下载地址: mirrors.tuna.tsinghua.edu.cn/apache/hive…

安装Hive

  1. 上传 Hive 安装包到 node01的/opt/apps目录
[root@node01 ~]# cd /opt/apps/
[root@node01 apps]# ls
apache-hive-2.3.6-bin.tar.gz jdk spark hadoop zookeeper
  1. 解压 Hive 安装包
[root@node01 apps]# tar -zxvf apache-hive-2.3.6-bin.tar.gz
## 重命名文件夹,目的是为了方便使用
[root@node01 apps]# mv apache-hive-2.3.6-bin hive
## 删除 Hive 安装包
[root@node01 apps]# rm -rf apache-hive-2.3.6-bin.tar.gz
[root@node01 apps]# ls
  1. 配置环境变量,先查看hive安装目录
[root@node01 apps]# cd hive
[root@node01 hive]# pwd
/opt/apps/hive
## 编辑 profile 文件,添加以下环境变量内容
[root@node01 hive]# vim /etc/profile
## 添加以下内容
export HIVE_HOME=/opt/apps/hive
export PATH=$PATH:$HIVE_HOME/bin
  1. 使配置立即生效
[root@node01 hive]# source /etc/profile

配置Hive

此处Hive的服务端和客户端都在node01上,node02和node03可以通过JDBC远程连接Hive。

  • 通过配置Hive,将Hive存储Metastore数据的数据库由默认的Derby更换为MySQL。

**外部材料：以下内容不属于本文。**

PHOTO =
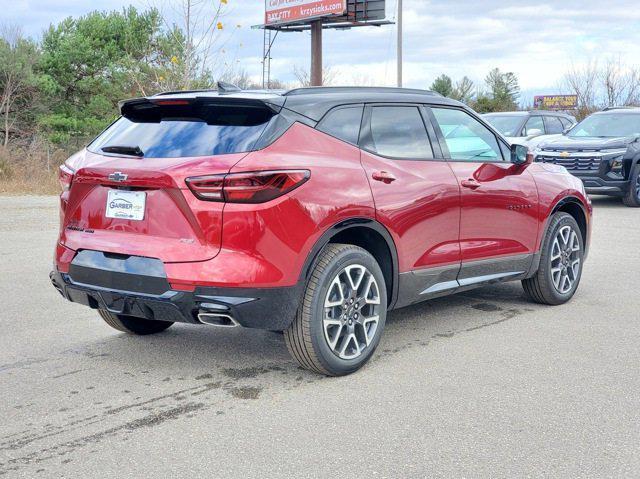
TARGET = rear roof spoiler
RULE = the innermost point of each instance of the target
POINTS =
(129, 108)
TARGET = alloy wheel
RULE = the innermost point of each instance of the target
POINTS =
(351, 312)
(566, 259)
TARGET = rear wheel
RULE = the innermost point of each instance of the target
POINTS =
(133, 325)
(632, 198)
(342, 316)
(558, 276)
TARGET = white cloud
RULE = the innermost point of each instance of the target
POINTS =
(537, 41)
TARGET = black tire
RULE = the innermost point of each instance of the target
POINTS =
(307, 339)
(132, 325)
(541, 288)
(632, 197)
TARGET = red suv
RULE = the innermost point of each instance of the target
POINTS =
(312, 212)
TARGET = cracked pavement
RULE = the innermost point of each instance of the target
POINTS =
(475, 385)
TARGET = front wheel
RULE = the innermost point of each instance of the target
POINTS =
(558, 276)
(342, 316)
(632, 197)
(132, 325)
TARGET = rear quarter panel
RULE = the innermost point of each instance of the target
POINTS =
(555, 184)
(266, 245)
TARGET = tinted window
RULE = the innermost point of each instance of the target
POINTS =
(399, 132)
(466, 137)
(178, 134)
(566, 123)
(608, 125)
(554, 125)
(534, 126)
(508, 125)
(343, 123)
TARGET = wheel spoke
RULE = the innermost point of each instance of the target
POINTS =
(335, 291)
(370, 324)
(351, 312)
(336, 324)
(565, 259)
(370, 293)
(360, 272)
(556, 252)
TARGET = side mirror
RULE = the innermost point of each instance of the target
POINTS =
(520, 155)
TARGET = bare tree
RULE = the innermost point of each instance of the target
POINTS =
(583, 82)
(463, 90)
(17, 58)
(196, 25)
(632, 95)
(615, 82)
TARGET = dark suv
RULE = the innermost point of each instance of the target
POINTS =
(312, 212)
(603, 151)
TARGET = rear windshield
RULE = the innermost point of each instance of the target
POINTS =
(172, 134)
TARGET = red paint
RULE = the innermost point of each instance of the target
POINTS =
(499, 209)
(436, 212)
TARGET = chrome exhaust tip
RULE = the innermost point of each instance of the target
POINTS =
(218, 319)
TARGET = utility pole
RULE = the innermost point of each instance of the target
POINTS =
(316, 53)
(400, 43)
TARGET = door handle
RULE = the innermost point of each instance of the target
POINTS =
(470, 183)
(383, 176)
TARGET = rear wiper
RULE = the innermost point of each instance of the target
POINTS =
(123, 149)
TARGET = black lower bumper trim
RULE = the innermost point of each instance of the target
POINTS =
(261, 308)
(602, 186)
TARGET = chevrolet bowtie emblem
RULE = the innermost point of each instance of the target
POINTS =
(118, 176)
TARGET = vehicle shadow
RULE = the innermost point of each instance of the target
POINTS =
(186, 351)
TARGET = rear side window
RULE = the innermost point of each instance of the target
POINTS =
(554, 125)
(343, 123)
(399, 132)
(466, 138)
(201, 131)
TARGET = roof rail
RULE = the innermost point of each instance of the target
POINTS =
(347, 89)
(176, 92)
(609, 108)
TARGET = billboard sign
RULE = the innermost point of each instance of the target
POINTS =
(280, 12)
(555, 102)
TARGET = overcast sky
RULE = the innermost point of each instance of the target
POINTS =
(537, 41)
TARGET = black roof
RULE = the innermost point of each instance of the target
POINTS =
(314, 102)
(529, 112)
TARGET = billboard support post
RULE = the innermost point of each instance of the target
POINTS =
(316, 53)
(316, 15)
(399, 44)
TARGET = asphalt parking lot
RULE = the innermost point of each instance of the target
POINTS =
(483, 384)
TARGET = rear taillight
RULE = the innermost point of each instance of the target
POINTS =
(254, 187)
(65, 176)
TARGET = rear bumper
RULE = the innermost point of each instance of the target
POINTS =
(261, 308)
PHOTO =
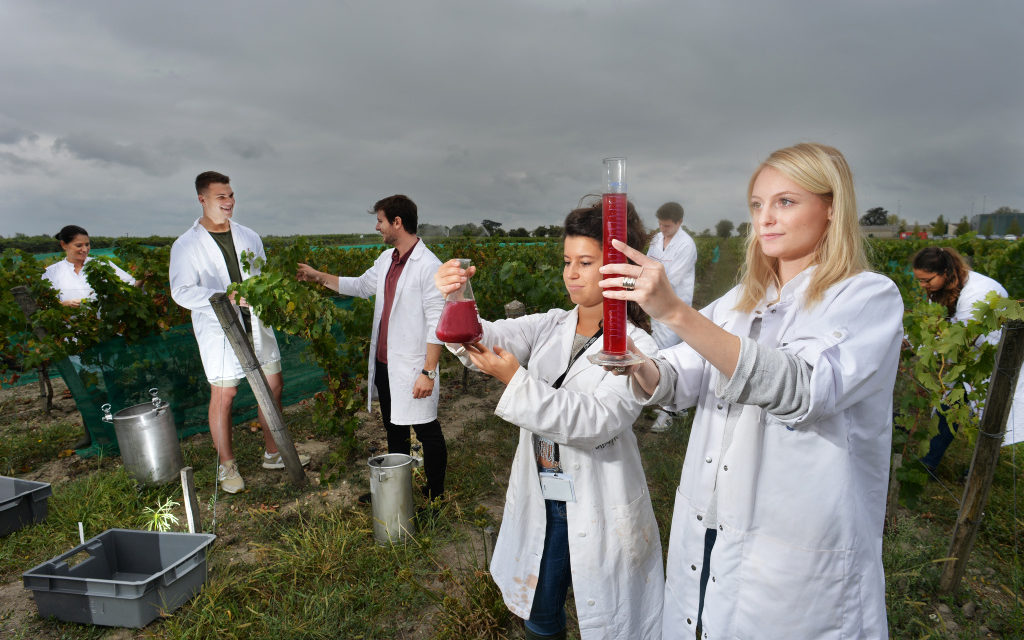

  • Hive的配置文件目录是/opt/apps/hive/conf

  • 步骤如下:
    (1)切换到/opt/apps/hive/conf目录,修改如下两个配置文件的名称

[root@node01 hive]# cd /opt/apps/hive/conf
[root@node01 conf]# cp hive-env.sh.template hive-env.sh
[root@node01 conf]# cp hive-default.xml.template hive-site.xml

(2)修改hive-env.sh配置文件

[root@node01 conf]# vim hive-env.sh
## 去掉文件48行的注释,并修改该行内容为
HADOOP_HOME=/opt/apps/hadoop

(3)修改hive-site.xml配置文件,支持MySQL

[root@node01 conf]# vim hive-site.xml
  • hive-site.xml文件的内容很多,可以用查找、替换,修改ConnectionDriverName、ConnectionURL、ConnectionUserName、ConnectionPassword这4个属性的值,将默认的Derby数据库的连接配置改成MySQL数据库的连接配置。
    这4个属性的名称及原来的值如下:
## ConnectionDriverName属性,表示连接驱动

<name>javax.jdo.option.ConnectionDriverName</name>

<value>org.apache.derby.jdbc.EmbeddedDriver</value>

## ConnectionURL属性,表示连接协议

<name>javax.jdo.option.ConnectionURL</name>

<value>jdbc:derby:;databaseName=metastore_db;create=true</value>

## ConnectionUserName属性,表示连接的用户名

<name>javax.jdo.option.ConnectionUserName</name>

<value>APP</value>

## ConnectionPassword属性,表示连接的密码

<name>javax.jdo.option.ConnectionPassword</name>

<value>mine</value>
  • 按”:“进行末行模式,可以用vim编辑器的查找、替换命令自动替换;也可用"/"、"?"向后、向前查找,手动替换。例如:
## %表示全文,1,$ 表示从第1行到最后一行,也就是全文查找第1行到最后一行

:% s/org.apache.derby.jdbc.EmbeddedDriver/com.mysql.jdbc.Driver/c

:% s#jdbc:derby:;databaseName=metastore_db;create=true#jdbc:mysql://node01:3306/hive?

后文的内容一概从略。